ササクレヒトヨタケエキスは、メラニン生成の過程に働きかけることによって美白作用をもたらすという研究結果もあります。この作用を検証するために、B16メラノーマ細胞にササクレヒトヨタケエキスを添加しました。すると、ササクレヒトヨタケエキスは1mg/mlでメラニン生成を抑制しました。

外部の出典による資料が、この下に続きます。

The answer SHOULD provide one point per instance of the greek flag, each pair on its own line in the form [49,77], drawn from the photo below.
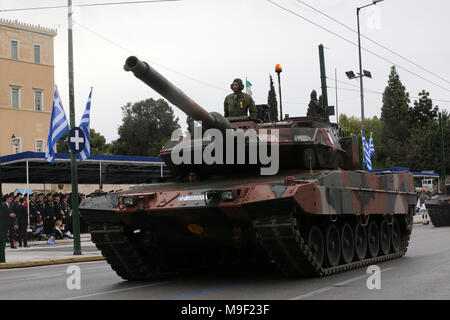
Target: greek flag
[368,150]
[248,87]
[58,126]
[84,125]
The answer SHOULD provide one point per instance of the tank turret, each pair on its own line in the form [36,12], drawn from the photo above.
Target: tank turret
[303,142]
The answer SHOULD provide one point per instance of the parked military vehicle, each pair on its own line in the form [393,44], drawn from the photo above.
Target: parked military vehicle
[316,216]
[439,208]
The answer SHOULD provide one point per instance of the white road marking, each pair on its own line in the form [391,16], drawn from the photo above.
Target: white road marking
[114,291]
[322,290]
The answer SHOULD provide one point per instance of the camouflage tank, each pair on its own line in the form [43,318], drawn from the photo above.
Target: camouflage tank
[439,208]
[317,215]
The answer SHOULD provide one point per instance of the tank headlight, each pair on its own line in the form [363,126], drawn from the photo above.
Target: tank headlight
[128,201]
[227,195]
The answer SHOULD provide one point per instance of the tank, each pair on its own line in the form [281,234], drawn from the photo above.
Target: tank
[439,208]
[315,215]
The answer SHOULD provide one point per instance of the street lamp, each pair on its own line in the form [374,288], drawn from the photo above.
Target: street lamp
[362,73]
[278,70]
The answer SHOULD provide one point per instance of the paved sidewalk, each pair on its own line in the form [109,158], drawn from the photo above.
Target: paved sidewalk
[40,253]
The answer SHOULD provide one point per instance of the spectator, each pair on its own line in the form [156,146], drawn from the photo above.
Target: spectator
[22,222]
[9,218]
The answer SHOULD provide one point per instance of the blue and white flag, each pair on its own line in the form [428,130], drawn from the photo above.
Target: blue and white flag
[368,150]
[58,127]
[84,125]
[371,147]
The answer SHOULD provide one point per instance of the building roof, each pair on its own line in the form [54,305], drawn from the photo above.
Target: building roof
[119,169]
[27,27]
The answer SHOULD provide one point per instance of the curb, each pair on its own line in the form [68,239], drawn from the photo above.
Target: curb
[49,262]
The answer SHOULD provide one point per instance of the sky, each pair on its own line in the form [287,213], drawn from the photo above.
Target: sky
[202,45]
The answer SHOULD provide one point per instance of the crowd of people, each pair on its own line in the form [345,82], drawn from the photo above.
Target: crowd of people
[41,217]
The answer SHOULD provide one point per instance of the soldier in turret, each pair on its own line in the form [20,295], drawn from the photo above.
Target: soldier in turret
[315,106]
[239,103]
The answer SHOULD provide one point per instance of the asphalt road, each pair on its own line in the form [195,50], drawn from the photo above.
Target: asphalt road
[424,273]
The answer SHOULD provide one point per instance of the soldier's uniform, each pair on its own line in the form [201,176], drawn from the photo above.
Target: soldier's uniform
[34,212]
[238,104]
[66,218]
[49,215]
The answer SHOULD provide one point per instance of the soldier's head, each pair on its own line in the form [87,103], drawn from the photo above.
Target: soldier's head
[237,85]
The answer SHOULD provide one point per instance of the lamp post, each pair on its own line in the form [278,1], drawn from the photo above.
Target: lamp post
[361,73]
[278,70]
[2,222]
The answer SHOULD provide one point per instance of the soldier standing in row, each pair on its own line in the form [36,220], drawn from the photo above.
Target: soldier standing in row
[49,214]
[9,218]
[238,103]
[67,213]
[22,222]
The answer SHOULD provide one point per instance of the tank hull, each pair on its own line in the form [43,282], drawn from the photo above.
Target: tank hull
[161,229]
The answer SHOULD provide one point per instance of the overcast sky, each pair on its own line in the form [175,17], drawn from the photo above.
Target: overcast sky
[202,45]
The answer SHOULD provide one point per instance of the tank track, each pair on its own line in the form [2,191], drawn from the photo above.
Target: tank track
[124,256]
[280,237]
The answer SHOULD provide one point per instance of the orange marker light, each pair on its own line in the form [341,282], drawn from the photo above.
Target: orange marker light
[278,68]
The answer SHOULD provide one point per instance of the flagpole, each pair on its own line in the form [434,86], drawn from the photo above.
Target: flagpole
[73,158]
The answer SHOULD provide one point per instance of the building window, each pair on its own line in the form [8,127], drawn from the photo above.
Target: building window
[37,53]
[39,145]
[14,49]
[17,145]
[38,100]
[15,98]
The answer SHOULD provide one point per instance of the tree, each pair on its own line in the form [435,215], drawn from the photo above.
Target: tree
[423,111]
[396,120]
[424,145]
[146,126]
[272,101]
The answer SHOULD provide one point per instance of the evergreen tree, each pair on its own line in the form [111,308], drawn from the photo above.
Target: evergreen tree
[396,120]
[424,152]
[272,101]
[146,126]
[423,111]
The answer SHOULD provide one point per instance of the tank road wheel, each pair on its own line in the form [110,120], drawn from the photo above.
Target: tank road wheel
[360,242]
[385,238]
[395,235]
[315,244]
[373,238]
[333,247]
[347,243]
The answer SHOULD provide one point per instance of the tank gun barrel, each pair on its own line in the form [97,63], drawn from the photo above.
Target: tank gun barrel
[164,87]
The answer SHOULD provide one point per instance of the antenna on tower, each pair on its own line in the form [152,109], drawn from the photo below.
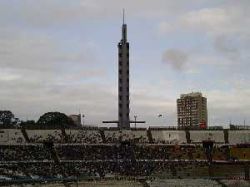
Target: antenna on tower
[123,16]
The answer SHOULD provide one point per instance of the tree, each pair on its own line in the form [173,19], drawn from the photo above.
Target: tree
[55,119]
[6,117]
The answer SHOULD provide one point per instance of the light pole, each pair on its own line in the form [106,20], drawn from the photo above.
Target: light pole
[135,120]
[83,119]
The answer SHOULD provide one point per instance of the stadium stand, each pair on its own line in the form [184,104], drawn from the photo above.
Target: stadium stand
[39,136]
[84,136]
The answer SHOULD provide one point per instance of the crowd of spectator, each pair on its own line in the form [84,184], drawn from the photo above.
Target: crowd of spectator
[24,152]
[84,136]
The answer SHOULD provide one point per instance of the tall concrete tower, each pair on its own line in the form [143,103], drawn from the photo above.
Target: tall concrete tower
[123,81]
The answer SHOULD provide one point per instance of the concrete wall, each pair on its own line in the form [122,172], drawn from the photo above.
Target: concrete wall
[169,136]
[239,136]
[199,136]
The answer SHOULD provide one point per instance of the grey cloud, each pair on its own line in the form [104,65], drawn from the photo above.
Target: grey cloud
[176,58]
[227,46]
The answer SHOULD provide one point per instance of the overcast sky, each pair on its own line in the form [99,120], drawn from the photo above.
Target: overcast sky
[61,55]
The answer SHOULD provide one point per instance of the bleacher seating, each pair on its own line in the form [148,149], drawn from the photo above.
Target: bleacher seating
[39,136]
[84,136]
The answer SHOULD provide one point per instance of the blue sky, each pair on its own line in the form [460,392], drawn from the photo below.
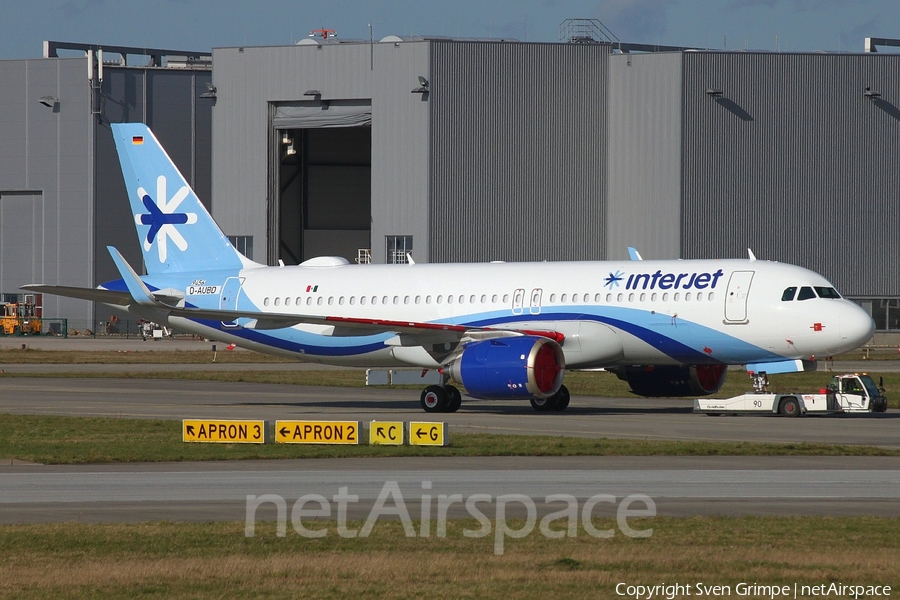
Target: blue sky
[786,25]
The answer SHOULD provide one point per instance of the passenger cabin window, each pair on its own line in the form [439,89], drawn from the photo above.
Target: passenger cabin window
[806,293]
[827,293]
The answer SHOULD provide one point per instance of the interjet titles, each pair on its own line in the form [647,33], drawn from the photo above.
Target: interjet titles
[673,281]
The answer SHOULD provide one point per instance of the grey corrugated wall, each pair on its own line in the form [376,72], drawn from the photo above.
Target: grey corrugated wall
[644,155]
[796,163]
[46,180]
[249,79]
[517,151]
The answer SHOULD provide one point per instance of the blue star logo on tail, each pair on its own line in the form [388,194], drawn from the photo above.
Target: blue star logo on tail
[162,218]
[613,279]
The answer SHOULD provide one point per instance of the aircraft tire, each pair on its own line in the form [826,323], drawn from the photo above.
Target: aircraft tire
[560,399]
[434,399]
[454,399]
[789,407]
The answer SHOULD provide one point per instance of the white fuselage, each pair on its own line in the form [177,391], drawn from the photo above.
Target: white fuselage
[611,313]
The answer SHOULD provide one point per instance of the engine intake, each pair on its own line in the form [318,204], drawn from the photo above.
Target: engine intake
[510,367]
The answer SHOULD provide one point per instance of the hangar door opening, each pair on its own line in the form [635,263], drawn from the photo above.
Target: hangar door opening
[320,178]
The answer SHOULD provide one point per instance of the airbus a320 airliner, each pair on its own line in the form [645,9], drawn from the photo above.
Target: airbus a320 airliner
[500,330]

またメラニン生成の過程には、チロシナーゼが関与します。ササクレヒトヨタケエキスおよびエルゴチオネインは、チロシナーゼ活性を抑えてメラニン生成を防ぐ作用があることも明らかになっています。

・抗炎症作用

ササクレヒトヨタケエキスには、有意な抗炎症作用も確認されています。検証では、マウスの脂肪前駆細胞を分化誘導して脂肪細胞に変化させ、TNF-αを加えた後ササクレヒトヨタケエキスを添加する方法で炎症マーカーであるIL-6(インターロイキン-6)の濃度を測定しました。その結果、IL-6の明らかな減少が認められたのです。

どんなサプリ(食品)に向いているか

ササクレヒトヨタケエキスは、主に抗酸化作用や美白作用を利用した美容目的のサプリや化粧品に多く用いられています。また、抗酸化作用を利用して口紅の退色を防ぐ添加物に使用されることもあります。